Di awal-awal, Desember 2024, Novilya mendirikan SPPG pertamanya di Jl Yulius Usman, Telanai Pura, Kota Jambi dekat Sekolah Nurul Ilmi 1. Selang seminggu, SPPG ke-2 Yayasan Nuansa Mitra Sejati kembali didirikan di daerah Kecamatan Jambi Luar Kota, Kabupaten Muarojambi. Keduanya mulai beroperasi penuh pada Februari 2025.
“SPPG Telanai, kami dulu langsung (melayani) 3.000 pelajar penerima manfaat. Mungkin karena kita sudah terbiasa di katering, jadi biasa aja sih. Dan waktu itu memang dibantu relawannya di wilayah sekitar,” ujarnya.
“Dari dapur tersebut, penerima manfaat terdiri dari beberapa sekolah, mulai dari TK, SD, SMP, hingga SMA. Respons mereka bagus. Mereka senang sekali,” ucap Novilya.

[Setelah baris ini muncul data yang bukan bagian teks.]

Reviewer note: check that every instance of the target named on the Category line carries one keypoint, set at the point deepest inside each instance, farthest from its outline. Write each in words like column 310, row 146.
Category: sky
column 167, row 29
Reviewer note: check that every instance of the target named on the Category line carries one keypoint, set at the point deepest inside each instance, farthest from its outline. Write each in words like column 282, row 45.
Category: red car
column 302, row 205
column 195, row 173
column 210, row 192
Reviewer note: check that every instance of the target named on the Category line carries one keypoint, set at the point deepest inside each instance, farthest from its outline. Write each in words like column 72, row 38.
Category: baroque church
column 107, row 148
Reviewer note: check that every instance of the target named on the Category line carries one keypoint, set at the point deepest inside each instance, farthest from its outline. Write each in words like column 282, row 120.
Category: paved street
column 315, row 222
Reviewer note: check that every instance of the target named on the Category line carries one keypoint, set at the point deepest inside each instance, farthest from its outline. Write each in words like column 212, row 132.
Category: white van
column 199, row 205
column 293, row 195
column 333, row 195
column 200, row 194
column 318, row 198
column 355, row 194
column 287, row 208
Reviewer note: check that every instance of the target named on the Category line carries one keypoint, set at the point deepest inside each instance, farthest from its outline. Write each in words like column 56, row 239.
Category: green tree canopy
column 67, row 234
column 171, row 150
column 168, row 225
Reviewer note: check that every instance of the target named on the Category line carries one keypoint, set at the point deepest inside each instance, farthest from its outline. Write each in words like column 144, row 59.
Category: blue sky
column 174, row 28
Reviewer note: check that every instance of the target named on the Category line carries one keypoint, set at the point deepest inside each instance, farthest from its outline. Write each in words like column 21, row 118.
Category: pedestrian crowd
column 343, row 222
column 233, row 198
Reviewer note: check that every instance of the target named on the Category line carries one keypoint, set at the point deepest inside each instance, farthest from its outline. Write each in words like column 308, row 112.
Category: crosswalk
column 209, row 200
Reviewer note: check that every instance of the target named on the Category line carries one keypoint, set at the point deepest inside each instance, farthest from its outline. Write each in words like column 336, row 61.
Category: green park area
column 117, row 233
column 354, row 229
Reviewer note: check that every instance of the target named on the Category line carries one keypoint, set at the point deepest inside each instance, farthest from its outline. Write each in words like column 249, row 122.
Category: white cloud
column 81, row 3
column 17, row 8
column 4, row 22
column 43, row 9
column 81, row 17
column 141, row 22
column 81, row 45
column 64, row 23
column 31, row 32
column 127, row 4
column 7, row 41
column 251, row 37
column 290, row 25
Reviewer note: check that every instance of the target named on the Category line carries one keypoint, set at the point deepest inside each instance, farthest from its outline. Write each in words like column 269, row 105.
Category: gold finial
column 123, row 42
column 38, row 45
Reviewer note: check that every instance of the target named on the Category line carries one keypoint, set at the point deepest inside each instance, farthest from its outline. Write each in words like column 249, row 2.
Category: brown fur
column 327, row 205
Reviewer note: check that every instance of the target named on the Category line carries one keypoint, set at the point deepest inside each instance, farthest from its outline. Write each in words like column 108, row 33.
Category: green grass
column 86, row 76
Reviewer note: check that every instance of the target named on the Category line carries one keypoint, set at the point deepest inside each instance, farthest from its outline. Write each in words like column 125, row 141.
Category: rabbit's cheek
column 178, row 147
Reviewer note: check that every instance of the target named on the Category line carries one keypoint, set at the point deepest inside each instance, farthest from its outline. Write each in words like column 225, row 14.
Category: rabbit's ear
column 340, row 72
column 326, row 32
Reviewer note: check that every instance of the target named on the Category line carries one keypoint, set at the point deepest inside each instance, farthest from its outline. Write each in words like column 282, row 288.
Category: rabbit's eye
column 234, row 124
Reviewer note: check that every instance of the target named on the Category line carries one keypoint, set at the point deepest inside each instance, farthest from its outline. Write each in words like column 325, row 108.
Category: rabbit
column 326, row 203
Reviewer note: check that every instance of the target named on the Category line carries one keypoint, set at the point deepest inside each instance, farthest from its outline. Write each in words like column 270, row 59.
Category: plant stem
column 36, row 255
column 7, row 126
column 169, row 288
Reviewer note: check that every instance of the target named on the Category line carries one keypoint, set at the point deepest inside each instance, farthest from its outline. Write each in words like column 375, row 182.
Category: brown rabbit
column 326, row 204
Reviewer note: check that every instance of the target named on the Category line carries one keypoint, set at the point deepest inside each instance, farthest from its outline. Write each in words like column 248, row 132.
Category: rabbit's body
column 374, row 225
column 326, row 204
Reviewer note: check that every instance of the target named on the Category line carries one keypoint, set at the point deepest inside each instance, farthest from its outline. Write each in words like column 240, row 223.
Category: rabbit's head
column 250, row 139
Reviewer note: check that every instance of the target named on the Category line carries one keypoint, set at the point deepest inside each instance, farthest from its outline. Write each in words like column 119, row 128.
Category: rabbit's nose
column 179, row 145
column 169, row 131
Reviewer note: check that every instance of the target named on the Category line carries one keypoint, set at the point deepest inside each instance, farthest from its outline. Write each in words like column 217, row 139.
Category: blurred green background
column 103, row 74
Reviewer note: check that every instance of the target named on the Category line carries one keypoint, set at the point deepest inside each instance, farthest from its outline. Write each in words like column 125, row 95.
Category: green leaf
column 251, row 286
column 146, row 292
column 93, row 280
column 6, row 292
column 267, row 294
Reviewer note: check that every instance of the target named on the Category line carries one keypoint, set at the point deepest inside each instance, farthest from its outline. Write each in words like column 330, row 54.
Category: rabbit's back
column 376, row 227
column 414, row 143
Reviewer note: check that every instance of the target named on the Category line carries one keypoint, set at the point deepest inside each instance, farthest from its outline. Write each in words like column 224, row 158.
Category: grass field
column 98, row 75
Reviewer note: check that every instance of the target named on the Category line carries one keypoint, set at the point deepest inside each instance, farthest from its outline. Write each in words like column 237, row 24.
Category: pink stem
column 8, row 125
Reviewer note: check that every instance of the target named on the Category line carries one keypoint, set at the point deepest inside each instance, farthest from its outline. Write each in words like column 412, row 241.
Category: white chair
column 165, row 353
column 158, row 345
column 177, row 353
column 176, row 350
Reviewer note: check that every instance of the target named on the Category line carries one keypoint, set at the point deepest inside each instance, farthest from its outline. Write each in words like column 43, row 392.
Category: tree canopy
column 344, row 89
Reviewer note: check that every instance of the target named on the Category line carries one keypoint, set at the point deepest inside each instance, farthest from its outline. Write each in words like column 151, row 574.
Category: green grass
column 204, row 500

Novi juga bercerita, bahwa beberapa tenaga pengajar di sekolah-sekolah dekat dapur SPPG-nya menanyakan kenapa saat itu murid-murid disekolahnya belum dapat bagian. Dia pun menjelaskan bahwa sesuai petunjuk dari BGN, SPPG nya diarahkan melayani sekolah-sekolah tertentu di tahap pertama.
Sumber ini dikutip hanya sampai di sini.